Supermax Prisons
High-Tech Dungeons and Modern-Day Torture
by Erica Thompson and Jan Susler
from the book
Criminal Injustice
edited by Elihu Rosenblatt
South End Press, 1996
The United States Penitentiary (USP) at Marion, Illinois,
opened in 1963, the same year the federal prison at Alcatraz closed.
In 1983, the whole prison was permanently locked down and turned
into the first control unit. It is currently the highest security
prison in the United States.
Since the imposition of the permanent lockdown at Marion,
both the model itself and the methods it employs have been strongly
and continually criticized by human rights organizations. Consider
the following:
The 1984 convening congressional hearings about USP Marion
was prompted by allegations of widespread staff violence against
prisoners and abusive lockdown conditions to "provide a full
airing of the issues to help the subcommittee develop constructive
ways to increase the safety of correctional employees and inmates
and reduce tension."
The 1985 convening of a Congressional oversight hearing about
USP Marion involved testimony from congressional consultants,
including recommendations that a mental health unit be created
for the prisoners to treat the "negative health consequences"

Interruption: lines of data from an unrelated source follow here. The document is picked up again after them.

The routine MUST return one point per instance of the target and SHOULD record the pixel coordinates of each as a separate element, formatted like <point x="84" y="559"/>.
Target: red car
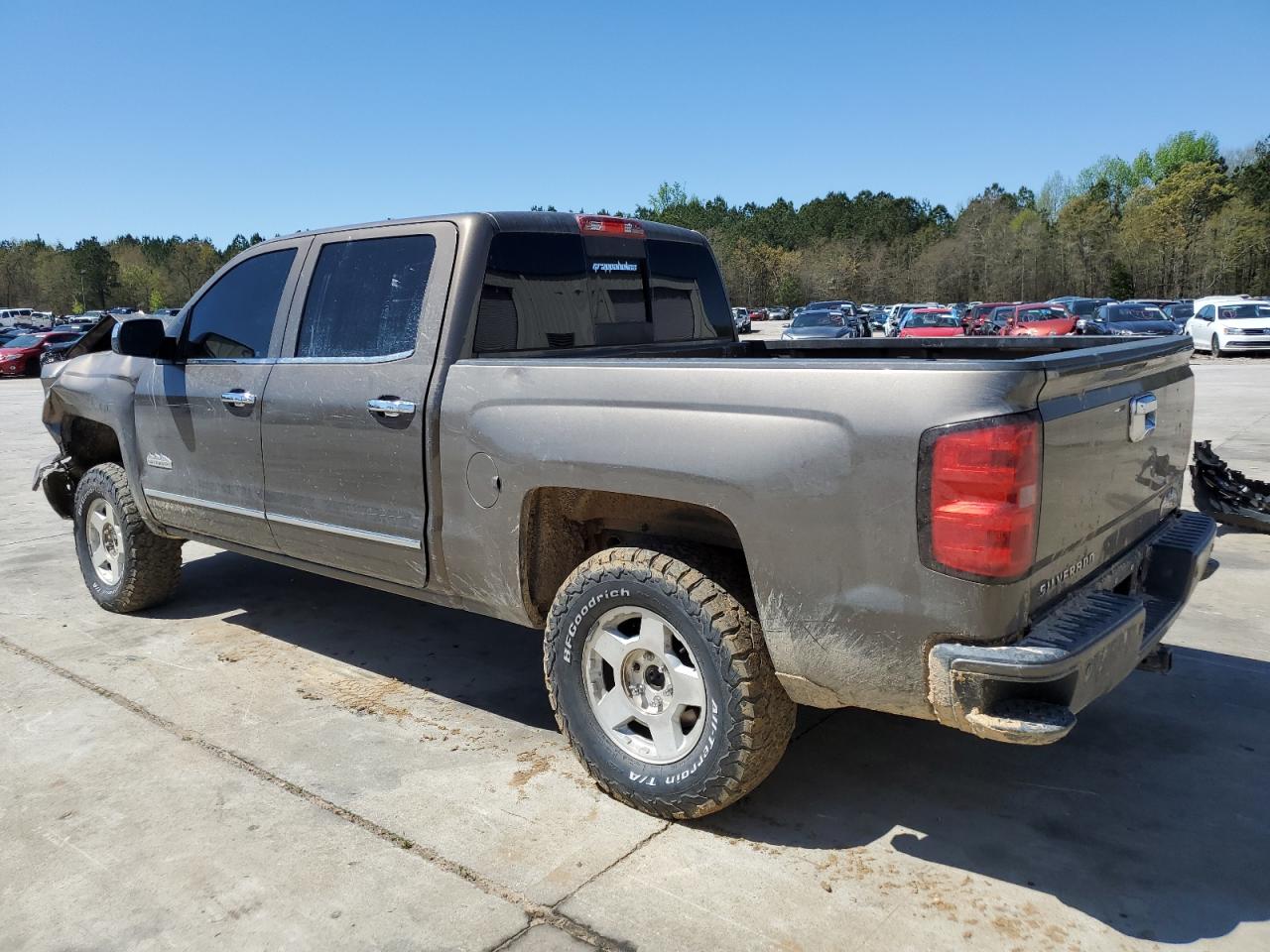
<point x="976" y="316"/>
<point x="1039" y="320"/>
<point x="21" y="356"/>
<point x="931" y="322"/>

that may flow from lockdown confinement, conditions so adverse
that even staff operate under "combat mentality"; and
that lockdown not be permitted to endure indefinitely, as well
as evidence that 80 percent of the prisoners at Marion were not
even classified as level six prisoners.
The 1985 report of the American Friends Service Committee
observed that Marion represents choosing "a course that favors
the continual escalation of repression as a means of control,
even though it has never been demonstrated that repression brings
its desired results."
* The 1987 John Howard Association Report concluded that Marion
"is not a normal maximum-security prison on lockdown status
but rather a firmly established, fully functioning behavior modification
program..."; that "the Marion program seems to be designed
to break the defiant spirit and behavior... through a year or
more of sensory and psychological deprivation [in which] prisoners
are stripped of their individual identities..."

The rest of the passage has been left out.